Récente modification de la loi relative à la mise à la pension légale

Au cours de la période précédant l’année durant laquelle le médecin (partiellement) conventionné part en pension de retraite légale, le droit à l’avantage INAMI reste maintenu et ce, uniquement à condition que le seuil d’activité minimal de votre spécialité soit atteint. L’année au cours de laquelle vous prenez votre pension de retraite légale, vous devez en outre ne pas avoir effectivement exercé votre activité durant l’année entière pour avoir droit à l’avantage social.


Si vous êtes toujours actif après avoir pris votre pension et que vous êtes (partiellement) conventionné, la question de savoir si vous avez droit ou non au statut social INAMI se pose. Il semble que, dans la pratique, la récente législation ne facilite pas ce cas de figure.


Une récente modification de la loi associe le calcul et le versement de la pension complémentaire au moment de la mise à la pension légale[1].L’objectif de cette législation est clair : il vise à encourager les gens à rester professionnellement actifs plus longtemps en évitant qu’ils ne prennent leur pension complémentaire de manière anticipée.


Cette législation a également un effet involontaire chez les médecins conventionnés. En vertu de l’article 54 de la loi relative à l’assurance obligatoire soins de santé, ils peuvent notamment prétendre à l’avantage pécuniaire qu’ils reçoivent de la part de l’INAMI en compensation du fait qu’ils se “conventionnent” (en d’autres termes, qu’ils limitent leurs honoraires aux tarifs qui ont été convenus entre les organisations représentatives des prestataires de soins et les mutualités) pour les ‘contrats de pensions qui satisfont aux conditions stipulées dans l’article 46 § 1 de la loi-programme du 24 décembre 2002’. De cette manière, ils peuvent consacrer cet avantage (appelé communément ‘statut social’) à une PLCI (pension libre complémentaire pour indépendants) sociale. Il s’agit d’une PLCI étendue, accompagnée d’un certain nombre de garanties solidaires.

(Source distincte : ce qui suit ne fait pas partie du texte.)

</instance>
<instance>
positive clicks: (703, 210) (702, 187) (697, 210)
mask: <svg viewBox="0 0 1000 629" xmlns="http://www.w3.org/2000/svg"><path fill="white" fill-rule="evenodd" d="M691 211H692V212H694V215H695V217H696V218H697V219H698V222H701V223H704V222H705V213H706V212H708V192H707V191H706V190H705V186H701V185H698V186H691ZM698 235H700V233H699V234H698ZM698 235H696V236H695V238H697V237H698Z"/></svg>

La loi du 18 décembre 2015 modifie maintenant l’art. 49 de la Loi relative aux pensions complémentaires pour travailleurs indépendants (LPCI) dans ce sens où le calcul et le versement de la PLCI sociale sont associés au moment de la mise à la pension légale, qu’elle soit anticipée ou non. Pour les prestataires de soins médicaux conventionnés qui bénéficient du statut social, cela induit que, moyennant conventionnement, ils puissent encore être pris en compte pour ce statut social mais qu’après la pension, ils ne puissent plus prétendre à une PLCI sociale. Par ce biais, ils étaient encouragés soit à interrompre leur activité au moment de leur mise à la pension, soit à ne plus se conventionner. Le premier effet de cette initiative va à l’encontre de la tentative du gouvernement consistant à garder les gens actifs plus longtemps. Deuxièmement, elle s’avère désavantageuse pour la société car les soins médicaux coûteraient plus cher à la population.


Dans sa réponse à une question parlementaire posée par un confrère député, Jan Vercammen, en date du 3 mars 2016 (question orale n° 779, QRVA 54 066 dd. 14/03/2016, p. 236-238), la ministre des Affaires sociales et de la Santé publique reconnaît la problématique. L’ABSyM a introduit une proposition d’amendement de la loi auprès du ministre compétent, à savoir le ministre des Pensions, notre confrère Daniel Bacquelaine, dans laquelle elle plaide en faveur d’une exception, dans le cadre des avantages INAMI. À ce jour, cette problématique n’a pas trouvé de solution et cette exception ne semble pas se profiler dans la loi sur les pensions avant la fin 2016.

 

[1] Loi du 18 décembre 2015 visant à garantir la pérennité et le caractère social des pensions complémentaires et visant à renforcer le caractère complémentaire par rapport aux pensions de retraite.